Die Hochschulen sind mit der Gefahr konfrontiert, nicht mit den EU-Beihilfevorschriften konform zu gehen, was dazu führen kann, dass ihre gesamte Grundfinanzierung zurückgefordert werden könnte. Dies hat zur Folge, dass die Hochschulen in Brandenburg dazu neigen, Weiterbildung nicht oder eher im Hochpreissegment anzubieten oder über assoziierte Institute zu managen.

Dieser Bericht enthält eine (vom OECD-Projektteam bei KPMG Law in Auftrag gegebene) rechtliche Analyse des EU-Beihilferechts bezogen auf wissenschaftliche Weiterbildung.

Die Analyse beginnt mit einer Untersuchung, ob und unter welchen Umständen ein Weiterbildungsprogramm als wirtschaftliche Tätigkeit angesehen werden muss. Anschließend werden die Fälle betrachtet, in denen ein Programm zwar eine wirtschaftliche Tätigkeit darstellt, aber Merkmale enthält, die zu Ausnahmen und Befreiungen von Beihilfetatbeständen führen können. Im Rahmen der Analyse haben sieben der acht öffentlichen brandenburgischen Hochschulen Angaben zu ihren aktuellen Weiterbildungsangeboten gemacht. Diese Angebote werden anhand der Kriterien und Grundsätze, die sich aus der Analyse ergeben haben, bewertet. Zuletzt wird ein Schema entwickelt, das es den Hochschulen erleichtern soll, eine systematische Analyse eines Weiterbildungsangebots im Hinblick auf das EU-Beihilferecht unter Berücksichtigung der Rechtsprechung des Europäischen Gerichtshofs und der Entscheidungen der Europäischen Kommission durchzuführen.

Dieser Bericht enthält – auf der Grundlage der rechtlichen Analyse - Empfehlungen zur:

  • Die Europäische Kommission sollte aufgefordert werden, die beihilferechtlichen Vorschriften für die öffentliche Finanzierung der Weiterbildung an Hochschulen zu vereinfachen und zu präzisieren.

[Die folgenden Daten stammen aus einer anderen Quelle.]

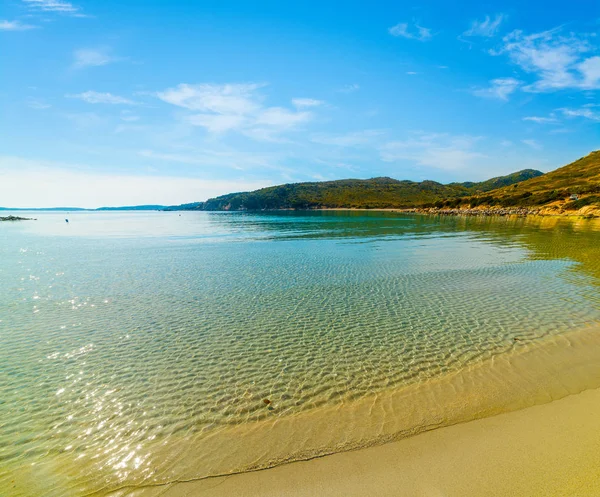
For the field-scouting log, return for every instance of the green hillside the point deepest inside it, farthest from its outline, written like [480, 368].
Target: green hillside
[552, 191]
[354, 193]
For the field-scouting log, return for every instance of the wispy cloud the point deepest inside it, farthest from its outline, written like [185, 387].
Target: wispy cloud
[127, 116]
[349, 88]
[541, 120]
[414, 32]
[15, 26]
[533, 144]
[78, 185]
[500, 88]
[437, 150]
[94, 97]
[236, 106]
[486, 28]
[59, 6]
[37, 104]
[307, 102]
[558, 61]
[92, 57]
[587, 111]
[352, 139]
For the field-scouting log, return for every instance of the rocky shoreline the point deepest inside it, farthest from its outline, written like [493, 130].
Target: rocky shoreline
[588, 212]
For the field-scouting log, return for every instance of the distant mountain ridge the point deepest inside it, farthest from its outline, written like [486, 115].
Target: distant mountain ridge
[381, 192]
[571, 187]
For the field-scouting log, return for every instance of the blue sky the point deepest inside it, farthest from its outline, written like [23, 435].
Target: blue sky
[130, 101]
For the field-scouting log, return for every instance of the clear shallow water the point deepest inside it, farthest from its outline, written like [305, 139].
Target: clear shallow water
[126, 336]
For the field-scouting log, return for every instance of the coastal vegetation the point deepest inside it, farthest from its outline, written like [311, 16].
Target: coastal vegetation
[574, 188]
[570, 188]
[374, 193]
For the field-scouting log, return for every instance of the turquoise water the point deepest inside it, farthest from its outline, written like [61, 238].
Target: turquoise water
[124, 335]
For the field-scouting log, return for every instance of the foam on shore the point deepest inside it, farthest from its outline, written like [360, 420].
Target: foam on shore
[532, 374]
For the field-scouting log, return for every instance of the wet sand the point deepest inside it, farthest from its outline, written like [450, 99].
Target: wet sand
[545, 450]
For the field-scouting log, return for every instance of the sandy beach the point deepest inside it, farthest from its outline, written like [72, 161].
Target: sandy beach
[551, 447]
[546, 450]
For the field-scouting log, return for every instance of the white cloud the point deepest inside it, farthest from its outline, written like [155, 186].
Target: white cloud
[282, 118]
[217, 123]
[500, 88]
[349, 88]
[222, 99]
[353, 139]
[236, 107]
[533, 144]
[440, 151]
[415, 32]
[541, 120]
[94, 97]
[53, 6]
[85, 119]
[590, 71]
[37, 104]
[128, 116]
[558, 61]
[307, 102]
[587, 111]
[486, 28]
[91, 57]
[14, 26]
[75, 186]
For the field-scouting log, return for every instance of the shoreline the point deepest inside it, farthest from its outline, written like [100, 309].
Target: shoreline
[587, 212]
[544, 450]
[533, 375]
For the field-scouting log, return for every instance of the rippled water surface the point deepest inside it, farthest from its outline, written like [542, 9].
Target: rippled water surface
[127, 336]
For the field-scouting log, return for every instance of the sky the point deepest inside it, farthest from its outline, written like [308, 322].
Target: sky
[166, 102]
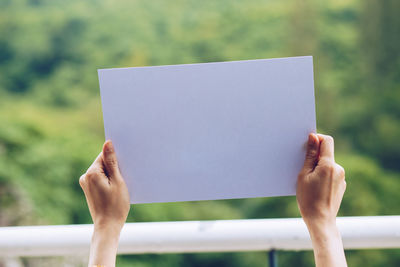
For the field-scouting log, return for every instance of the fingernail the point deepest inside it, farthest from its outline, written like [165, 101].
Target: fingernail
[109, 147]
[310, 139]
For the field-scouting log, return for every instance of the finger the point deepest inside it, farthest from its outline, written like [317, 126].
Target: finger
[327, 147]
[110, 159]
[312, 153]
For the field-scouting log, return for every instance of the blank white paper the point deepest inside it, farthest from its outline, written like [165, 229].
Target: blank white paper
[210, 131]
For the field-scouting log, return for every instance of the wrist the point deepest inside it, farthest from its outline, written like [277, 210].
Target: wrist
[323, 232]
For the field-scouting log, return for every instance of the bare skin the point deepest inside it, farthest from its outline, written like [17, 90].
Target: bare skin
[320, 190]
[108, 200]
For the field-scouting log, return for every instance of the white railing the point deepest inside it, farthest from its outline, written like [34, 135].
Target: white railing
[198, 236]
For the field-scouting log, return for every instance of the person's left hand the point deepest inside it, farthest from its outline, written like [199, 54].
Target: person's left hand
[105, 190]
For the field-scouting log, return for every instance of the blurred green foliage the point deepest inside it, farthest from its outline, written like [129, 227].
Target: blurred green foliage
[50, 113]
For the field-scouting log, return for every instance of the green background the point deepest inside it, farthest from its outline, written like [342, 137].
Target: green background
[50, 112]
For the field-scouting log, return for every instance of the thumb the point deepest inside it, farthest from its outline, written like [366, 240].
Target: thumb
[312, 153]
[110, 159]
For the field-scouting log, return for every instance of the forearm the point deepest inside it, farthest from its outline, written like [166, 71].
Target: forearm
[103, 249]
[327, 244]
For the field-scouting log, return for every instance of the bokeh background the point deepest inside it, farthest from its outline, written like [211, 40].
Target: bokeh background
[50, 112]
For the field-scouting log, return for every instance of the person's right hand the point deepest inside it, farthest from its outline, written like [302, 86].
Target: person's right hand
[321, 183]
[320, 188]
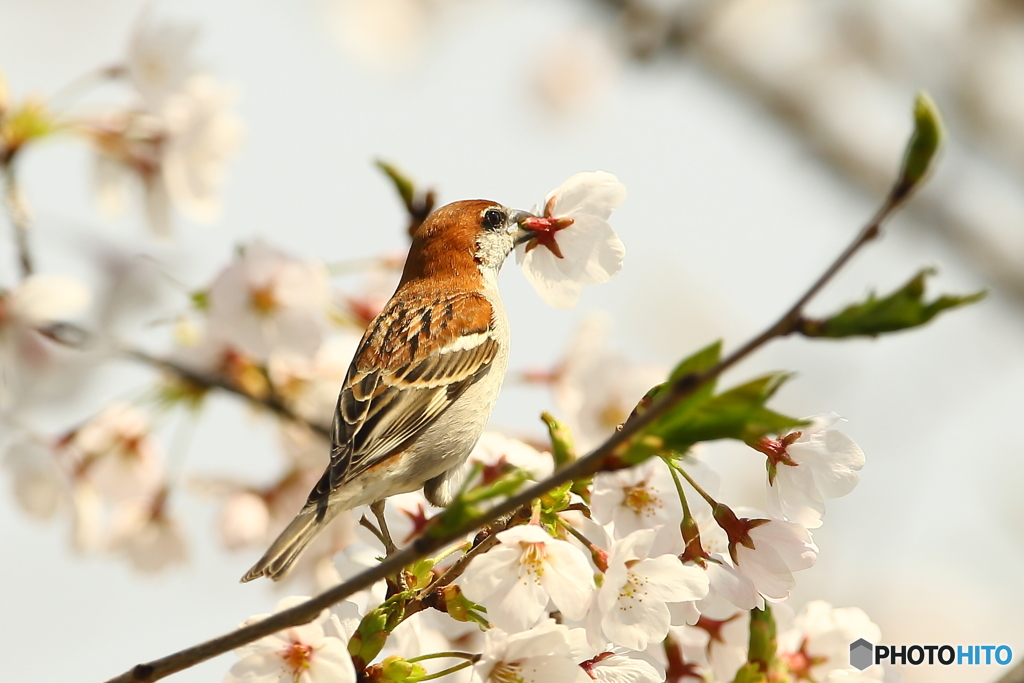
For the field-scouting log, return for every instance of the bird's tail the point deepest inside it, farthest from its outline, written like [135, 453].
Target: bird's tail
[278, 560]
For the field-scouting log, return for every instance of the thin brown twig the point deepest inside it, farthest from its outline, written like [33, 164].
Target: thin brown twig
[17, 212]
[271, 401]
[434, 539]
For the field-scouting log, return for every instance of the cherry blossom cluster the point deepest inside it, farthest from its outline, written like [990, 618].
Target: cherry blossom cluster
[601, 582]
[636, 574]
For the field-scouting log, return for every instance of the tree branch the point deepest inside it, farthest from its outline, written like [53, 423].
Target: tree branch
[433, 539]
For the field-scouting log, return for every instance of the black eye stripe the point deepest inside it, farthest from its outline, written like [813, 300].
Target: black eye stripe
[494, 219]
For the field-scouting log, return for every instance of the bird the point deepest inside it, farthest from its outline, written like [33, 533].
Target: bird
[424, 379]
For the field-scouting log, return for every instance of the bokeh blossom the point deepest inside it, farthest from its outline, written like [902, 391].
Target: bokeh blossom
[528, 568]
[313, 652]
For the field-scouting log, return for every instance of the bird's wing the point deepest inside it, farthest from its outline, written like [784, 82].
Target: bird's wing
[417, 357]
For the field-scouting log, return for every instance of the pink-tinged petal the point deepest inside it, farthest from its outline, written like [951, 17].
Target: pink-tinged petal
[634, 547]
[593, 252]
[671, 581]
[844, 459]
[733, 586]
[592, 193]
[256, 668]
[567, 579]
[634, 625]
[45, 298]
[792, 541]
[766, 569]
[620, 669]
[332, 664]
[545, 639]
[543, 272]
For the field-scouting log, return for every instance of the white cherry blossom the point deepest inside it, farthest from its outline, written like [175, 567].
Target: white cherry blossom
[145, 534]
[202, 135]
[516, 579]
[816, 646]
[244, 520]
[631, 608]
[819, 463]
[595, 387]
[574, 245]
[313, 652]
[613, 668]
[268, 301]
[35, 302]
[779, 549]
[641, 497]
[495, 447]
[541, 654]
[37, 482]
[159, 57]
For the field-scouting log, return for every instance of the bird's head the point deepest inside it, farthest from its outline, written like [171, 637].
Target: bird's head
[465, 240]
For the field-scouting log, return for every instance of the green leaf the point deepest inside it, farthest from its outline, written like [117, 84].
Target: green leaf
[925, 142]
[902, 309]
[402, 183]
[699, 361]
[738, 414]
[762, 643]
[562, 444]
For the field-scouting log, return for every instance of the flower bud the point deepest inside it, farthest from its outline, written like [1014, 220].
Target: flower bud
[396, 670]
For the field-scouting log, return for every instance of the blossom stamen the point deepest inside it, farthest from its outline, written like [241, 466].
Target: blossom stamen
[296, 656]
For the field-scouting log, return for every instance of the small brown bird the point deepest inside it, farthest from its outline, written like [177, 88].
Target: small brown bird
[424, 379]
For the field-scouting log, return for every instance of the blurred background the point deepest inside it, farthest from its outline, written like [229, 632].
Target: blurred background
[755, 137]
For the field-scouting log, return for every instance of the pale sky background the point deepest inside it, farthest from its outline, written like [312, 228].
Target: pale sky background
[727, 219]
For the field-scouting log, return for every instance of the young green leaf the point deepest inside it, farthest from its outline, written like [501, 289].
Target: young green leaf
[402, 183]
[902, 309]
[921, 151]
[738, 414]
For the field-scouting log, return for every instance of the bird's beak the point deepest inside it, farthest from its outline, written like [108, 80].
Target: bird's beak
[522, 233]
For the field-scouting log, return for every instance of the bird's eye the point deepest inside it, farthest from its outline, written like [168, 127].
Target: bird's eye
[494, 219]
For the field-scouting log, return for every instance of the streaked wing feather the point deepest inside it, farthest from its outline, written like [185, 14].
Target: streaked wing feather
[395, 389]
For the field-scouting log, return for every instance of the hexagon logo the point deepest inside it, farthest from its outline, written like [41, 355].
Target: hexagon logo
[861, 654]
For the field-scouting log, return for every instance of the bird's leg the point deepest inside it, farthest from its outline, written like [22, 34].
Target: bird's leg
[377, 508]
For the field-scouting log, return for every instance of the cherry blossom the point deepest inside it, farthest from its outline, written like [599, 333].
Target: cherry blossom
[611, 665]
[719, 645]
[595, 387]
[816, 646]
[779, 549]
[147, 536]
[118, 454]
[808, 466]
[495, 450]
[528, 567]
[33, 303]
[37, 482]
[159, 58]
[541, 654]
[313, 652]
[202, 135]
[309, 386]
[631, 607]
[267, 301]
[612, 668]
[574, 245]
[244, 520]
[641, 497]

  • Die brandenburgische Landesregierung sollte sich gemeinsam mit den anderen Bundesländern und dem Bund bei der Europäischen Kommission dafür einsetzen, dass die Bewertung der Weiterbildung als wirtschaftlich oder nicht-wirtschaftlich kodifiziert wird, und zwar nach dem Vorbild der Auftragsforschung an Hochschulen, die im Entwurf des Gemeinschaftsrahmens für Forschung und Entwicklung (FuE) kodifiziert ist.

  • Die Hochschulen sollten ein standardisiertes Verfahren zur Einstufung von Weiterbildung verwenden, das sich an der Rechtsprechung des Europäischen Gerichtshofs und der Verwaltungspraxis der Europäischen Kommission orientiert und auch die Preise/Entgelte entsprechend festlegen.

  • Die Hochschulen sollten ihre Entscheidungsprozesse zur Einstufung von Weiterbildungsprogrammen sowie zur Kostenkalkulation und Gebührenfestsetzung für Programme detailliert dokumentieren.

  • Das Ministerium für Wissenschaft, Forschung und Kultur des Landes Brandenburg (MWFK) sollte eine Richtlinie formulieren, die den Prozess der Einstufung von Weiterbildungsangeboten, die beihilferechtskonforme Ausgestaltung eines Weiterbildungsangebots und die möglichen Ausnahmen und Befreiungen vom Beihilfeverbot beschreibt.

  • Das MWFK sollte diese Richtlinie der Europäischen Kommission zur Notifizierung vorlegen.